Use repellents to prevent voles from returning either before you’ve spotted any voles or in conjunction with other treatments. They won’t be as successful when they’re used individually.

Castor Oil

Since voles avoid this scent, castor oil is used in practically every store-bought product to repel them. Instead of purchasing a ready spray from a shop, you may save money by making your own batch of castor oil and mixing it into a spray solution. Make a gallon of water by combining a cup of castor oil and a cup of dish soap. Spray this mixture around the locations where voles may be found.

Garlic

Garlic’s strong odor may help repel voles, similar to castor oil. You can drop crushed cloves near your vegetation and vole runways, or you may combine several minced garlic cloves in water to make a spray solution.

Ammonia

Instead of simply dumping ammonia onto runways, a container with a lid and a rag is more effective.
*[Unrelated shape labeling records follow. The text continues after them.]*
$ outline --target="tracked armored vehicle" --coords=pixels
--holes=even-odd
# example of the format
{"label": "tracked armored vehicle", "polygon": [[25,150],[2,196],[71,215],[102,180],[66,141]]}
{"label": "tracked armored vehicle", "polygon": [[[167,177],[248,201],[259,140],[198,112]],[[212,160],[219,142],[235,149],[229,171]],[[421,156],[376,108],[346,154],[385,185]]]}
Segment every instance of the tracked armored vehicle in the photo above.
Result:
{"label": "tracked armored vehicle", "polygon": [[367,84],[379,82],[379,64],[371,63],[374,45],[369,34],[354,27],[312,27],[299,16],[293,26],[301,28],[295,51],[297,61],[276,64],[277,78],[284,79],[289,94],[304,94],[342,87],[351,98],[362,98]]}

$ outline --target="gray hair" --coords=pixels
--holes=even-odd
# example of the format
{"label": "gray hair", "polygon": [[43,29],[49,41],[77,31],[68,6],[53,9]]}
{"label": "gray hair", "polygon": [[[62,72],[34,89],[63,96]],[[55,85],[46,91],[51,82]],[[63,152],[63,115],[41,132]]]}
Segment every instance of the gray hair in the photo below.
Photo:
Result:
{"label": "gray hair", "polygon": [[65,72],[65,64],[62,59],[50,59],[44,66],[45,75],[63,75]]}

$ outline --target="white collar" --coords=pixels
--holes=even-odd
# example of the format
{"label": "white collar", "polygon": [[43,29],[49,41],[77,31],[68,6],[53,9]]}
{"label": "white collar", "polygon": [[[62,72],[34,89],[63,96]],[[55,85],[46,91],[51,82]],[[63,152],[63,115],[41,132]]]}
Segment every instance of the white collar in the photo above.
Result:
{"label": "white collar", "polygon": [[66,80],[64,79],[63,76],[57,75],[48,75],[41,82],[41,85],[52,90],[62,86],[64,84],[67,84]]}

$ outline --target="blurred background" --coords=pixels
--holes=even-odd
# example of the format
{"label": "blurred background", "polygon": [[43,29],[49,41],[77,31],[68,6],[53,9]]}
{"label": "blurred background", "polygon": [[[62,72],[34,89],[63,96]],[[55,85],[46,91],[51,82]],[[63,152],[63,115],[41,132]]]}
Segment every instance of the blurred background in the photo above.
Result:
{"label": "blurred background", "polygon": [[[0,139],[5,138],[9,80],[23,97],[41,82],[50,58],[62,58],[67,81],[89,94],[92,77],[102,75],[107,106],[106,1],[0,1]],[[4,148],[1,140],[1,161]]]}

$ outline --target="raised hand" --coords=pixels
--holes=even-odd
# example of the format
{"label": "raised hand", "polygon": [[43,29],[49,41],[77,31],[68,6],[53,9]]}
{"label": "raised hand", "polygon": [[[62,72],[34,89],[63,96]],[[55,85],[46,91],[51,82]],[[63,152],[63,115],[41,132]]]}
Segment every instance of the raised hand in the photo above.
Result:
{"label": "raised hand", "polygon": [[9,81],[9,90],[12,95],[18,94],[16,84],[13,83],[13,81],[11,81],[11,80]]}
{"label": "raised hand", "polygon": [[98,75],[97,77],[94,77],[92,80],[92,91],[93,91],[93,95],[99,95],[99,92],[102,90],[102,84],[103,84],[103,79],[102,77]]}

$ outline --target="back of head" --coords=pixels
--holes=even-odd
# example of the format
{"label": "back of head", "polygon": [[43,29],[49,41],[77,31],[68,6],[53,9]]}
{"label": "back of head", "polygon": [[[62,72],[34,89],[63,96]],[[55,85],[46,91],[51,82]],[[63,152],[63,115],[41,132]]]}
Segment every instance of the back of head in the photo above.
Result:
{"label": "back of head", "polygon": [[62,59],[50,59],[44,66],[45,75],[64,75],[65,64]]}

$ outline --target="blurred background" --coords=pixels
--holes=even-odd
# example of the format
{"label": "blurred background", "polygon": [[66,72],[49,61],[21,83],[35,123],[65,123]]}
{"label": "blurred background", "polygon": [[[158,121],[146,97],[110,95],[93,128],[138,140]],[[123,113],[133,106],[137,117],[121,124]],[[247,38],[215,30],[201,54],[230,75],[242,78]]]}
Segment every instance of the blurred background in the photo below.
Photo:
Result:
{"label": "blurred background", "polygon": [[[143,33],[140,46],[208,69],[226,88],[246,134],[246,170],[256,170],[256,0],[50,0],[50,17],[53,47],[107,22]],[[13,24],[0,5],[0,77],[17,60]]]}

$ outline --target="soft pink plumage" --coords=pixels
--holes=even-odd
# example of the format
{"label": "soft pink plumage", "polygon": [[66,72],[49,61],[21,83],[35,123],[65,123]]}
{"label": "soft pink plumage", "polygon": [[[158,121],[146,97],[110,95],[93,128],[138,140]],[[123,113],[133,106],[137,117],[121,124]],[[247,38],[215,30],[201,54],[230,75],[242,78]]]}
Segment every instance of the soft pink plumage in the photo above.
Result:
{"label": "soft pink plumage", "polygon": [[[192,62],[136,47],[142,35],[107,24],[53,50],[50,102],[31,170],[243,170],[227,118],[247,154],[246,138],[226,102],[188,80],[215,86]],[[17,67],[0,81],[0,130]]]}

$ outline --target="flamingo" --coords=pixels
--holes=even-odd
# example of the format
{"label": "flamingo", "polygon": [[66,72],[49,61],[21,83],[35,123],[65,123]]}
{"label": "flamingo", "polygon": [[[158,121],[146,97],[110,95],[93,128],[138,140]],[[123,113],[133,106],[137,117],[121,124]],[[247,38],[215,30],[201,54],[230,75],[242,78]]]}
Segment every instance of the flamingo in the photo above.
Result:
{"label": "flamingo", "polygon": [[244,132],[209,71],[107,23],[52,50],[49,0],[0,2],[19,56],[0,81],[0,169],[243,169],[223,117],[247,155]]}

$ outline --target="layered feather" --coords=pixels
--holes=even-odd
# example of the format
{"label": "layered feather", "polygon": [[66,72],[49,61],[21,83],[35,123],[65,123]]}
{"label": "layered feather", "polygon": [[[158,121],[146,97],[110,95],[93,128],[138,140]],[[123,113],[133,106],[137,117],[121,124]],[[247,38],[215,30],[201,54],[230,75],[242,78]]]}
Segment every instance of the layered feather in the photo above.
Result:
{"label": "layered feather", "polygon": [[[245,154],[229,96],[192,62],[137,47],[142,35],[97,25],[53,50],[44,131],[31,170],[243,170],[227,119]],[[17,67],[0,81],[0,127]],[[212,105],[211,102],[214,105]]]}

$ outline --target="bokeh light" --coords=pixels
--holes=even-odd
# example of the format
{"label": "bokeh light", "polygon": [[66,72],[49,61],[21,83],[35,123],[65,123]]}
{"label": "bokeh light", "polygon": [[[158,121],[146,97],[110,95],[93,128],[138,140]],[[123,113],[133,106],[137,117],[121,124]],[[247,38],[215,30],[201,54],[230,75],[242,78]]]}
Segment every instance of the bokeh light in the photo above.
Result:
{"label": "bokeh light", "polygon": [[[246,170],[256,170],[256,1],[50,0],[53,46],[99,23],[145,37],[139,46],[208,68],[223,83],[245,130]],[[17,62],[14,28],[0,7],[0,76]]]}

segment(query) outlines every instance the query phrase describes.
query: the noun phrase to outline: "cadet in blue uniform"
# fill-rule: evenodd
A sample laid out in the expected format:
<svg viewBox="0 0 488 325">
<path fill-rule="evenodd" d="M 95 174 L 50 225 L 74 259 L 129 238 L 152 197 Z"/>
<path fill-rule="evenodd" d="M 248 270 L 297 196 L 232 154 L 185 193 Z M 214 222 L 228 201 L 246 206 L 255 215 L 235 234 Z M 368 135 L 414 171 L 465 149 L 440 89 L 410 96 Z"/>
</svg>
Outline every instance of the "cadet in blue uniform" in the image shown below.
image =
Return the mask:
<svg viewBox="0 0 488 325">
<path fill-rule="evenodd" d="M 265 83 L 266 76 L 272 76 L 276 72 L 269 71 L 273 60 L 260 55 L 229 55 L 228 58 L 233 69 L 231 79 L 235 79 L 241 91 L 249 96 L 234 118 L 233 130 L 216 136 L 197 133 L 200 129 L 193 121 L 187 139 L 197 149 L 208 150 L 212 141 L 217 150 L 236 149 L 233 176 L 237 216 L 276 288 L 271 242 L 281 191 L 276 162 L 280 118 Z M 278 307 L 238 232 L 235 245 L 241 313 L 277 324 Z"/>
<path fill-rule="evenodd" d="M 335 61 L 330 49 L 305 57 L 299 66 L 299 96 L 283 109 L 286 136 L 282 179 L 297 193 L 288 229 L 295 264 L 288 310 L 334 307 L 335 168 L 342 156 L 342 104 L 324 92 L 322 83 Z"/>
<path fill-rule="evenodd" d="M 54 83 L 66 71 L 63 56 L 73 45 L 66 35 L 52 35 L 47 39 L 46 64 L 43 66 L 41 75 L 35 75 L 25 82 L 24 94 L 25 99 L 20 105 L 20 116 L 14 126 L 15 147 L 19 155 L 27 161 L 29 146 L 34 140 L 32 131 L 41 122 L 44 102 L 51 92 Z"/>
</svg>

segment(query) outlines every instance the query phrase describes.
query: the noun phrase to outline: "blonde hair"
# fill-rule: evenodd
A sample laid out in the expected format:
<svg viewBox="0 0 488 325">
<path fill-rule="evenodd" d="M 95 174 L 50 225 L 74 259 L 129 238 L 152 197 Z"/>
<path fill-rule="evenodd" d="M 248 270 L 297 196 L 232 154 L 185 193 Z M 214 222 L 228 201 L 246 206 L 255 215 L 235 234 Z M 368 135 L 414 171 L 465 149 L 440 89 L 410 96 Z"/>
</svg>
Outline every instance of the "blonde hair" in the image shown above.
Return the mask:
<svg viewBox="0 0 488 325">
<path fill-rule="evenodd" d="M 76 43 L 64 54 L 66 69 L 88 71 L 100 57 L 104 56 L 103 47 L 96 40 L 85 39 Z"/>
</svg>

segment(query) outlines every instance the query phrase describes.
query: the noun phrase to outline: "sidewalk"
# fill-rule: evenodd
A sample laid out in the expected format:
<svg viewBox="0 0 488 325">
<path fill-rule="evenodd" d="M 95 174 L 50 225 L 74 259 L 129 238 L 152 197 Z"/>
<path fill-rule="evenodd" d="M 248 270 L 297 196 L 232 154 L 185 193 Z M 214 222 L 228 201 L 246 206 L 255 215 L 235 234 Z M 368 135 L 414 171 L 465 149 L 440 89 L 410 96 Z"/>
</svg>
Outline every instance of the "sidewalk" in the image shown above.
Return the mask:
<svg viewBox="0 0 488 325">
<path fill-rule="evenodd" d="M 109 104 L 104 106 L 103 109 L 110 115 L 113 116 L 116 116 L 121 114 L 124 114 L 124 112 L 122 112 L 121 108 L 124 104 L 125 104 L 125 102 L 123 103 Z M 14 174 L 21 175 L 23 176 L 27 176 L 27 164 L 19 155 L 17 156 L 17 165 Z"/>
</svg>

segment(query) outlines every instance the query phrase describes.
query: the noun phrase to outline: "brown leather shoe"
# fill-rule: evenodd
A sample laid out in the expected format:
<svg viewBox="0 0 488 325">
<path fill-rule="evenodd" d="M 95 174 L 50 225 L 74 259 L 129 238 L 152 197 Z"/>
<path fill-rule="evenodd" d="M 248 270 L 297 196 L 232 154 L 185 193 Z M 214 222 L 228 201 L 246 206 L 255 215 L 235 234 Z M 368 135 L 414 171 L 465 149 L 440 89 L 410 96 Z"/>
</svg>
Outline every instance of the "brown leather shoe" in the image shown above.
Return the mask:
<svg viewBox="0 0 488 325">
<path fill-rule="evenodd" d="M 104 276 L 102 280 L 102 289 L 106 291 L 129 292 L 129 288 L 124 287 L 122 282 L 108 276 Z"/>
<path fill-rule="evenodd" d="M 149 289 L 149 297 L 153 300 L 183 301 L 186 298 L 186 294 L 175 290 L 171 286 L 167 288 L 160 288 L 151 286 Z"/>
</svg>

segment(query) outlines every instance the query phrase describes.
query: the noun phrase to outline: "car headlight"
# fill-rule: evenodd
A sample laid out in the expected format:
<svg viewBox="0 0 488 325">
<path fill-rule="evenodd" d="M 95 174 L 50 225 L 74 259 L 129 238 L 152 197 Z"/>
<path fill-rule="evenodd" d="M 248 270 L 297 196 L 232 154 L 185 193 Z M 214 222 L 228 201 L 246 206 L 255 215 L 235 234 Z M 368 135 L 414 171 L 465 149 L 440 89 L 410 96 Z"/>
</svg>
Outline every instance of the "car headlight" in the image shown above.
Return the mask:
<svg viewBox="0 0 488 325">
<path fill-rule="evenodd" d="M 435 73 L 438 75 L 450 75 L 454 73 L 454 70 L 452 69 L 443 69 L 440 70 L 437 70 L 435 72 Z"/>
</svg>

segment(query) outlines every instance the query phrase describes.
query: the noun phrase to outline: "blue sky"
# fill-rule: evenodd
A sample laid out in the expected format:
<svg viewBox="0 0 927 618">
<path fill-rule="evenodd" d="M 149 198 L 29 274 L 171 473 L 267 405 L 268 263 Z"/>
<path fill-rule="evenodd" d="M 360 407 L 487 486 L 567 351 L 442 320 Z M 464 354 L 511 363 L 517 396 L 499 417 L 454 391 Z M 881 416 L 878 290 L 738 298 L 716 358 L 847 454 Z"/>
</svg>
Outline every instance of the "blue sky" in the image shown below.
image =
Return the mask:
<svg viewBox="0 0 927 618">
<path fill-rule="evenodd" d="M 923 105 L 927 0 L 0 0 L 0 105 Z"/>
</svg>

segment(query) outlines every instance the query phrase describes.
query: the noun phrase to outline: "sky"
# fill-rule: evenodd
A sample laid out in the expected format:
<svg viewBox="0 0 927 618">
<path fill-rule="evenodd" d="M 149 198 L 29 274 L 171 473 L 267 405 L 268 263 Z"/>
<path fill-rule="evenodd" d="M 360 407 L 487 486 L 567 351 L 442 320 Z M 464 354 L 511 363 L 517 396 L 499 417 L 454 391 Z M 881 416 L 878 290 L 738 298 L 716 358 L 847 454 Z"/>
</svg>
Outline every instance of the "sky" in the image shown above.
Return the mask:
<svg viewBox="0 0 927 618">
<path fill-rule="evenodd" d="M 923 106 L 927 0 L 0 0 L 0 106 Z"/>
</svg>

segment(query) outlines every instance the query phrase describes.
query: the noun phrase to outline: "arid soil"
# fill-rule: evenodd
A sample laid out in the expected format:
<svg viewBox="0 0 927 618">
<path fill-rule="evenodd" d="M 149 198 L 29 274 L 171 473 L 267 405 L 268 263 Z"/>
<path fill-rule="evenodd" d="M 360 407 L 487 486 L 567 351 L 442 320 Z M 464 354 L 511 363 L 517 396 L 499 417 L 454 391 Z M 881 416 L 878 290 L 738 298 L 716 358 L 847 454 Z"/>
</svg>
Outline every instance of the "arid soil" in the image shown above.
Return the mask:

Next, make a medium-sized cut in the top of the jar. Pour some ammonia into the container while wearing gloves. Stick the rag up through the aperture in the lid after soaking it in ammonia. Ammonia will disperse in the air instead of being washed away by rain, thanks to this method.

When To Call a Professional

Vole removal is usually started by a professional at the source. They’ll eliminate burrows as well as address the reasons voles are drawn to your yard in the first place. Many wildlife organizations also provide warranties, promising to either refund your money or keep sending until they are certain the problem has been fixed.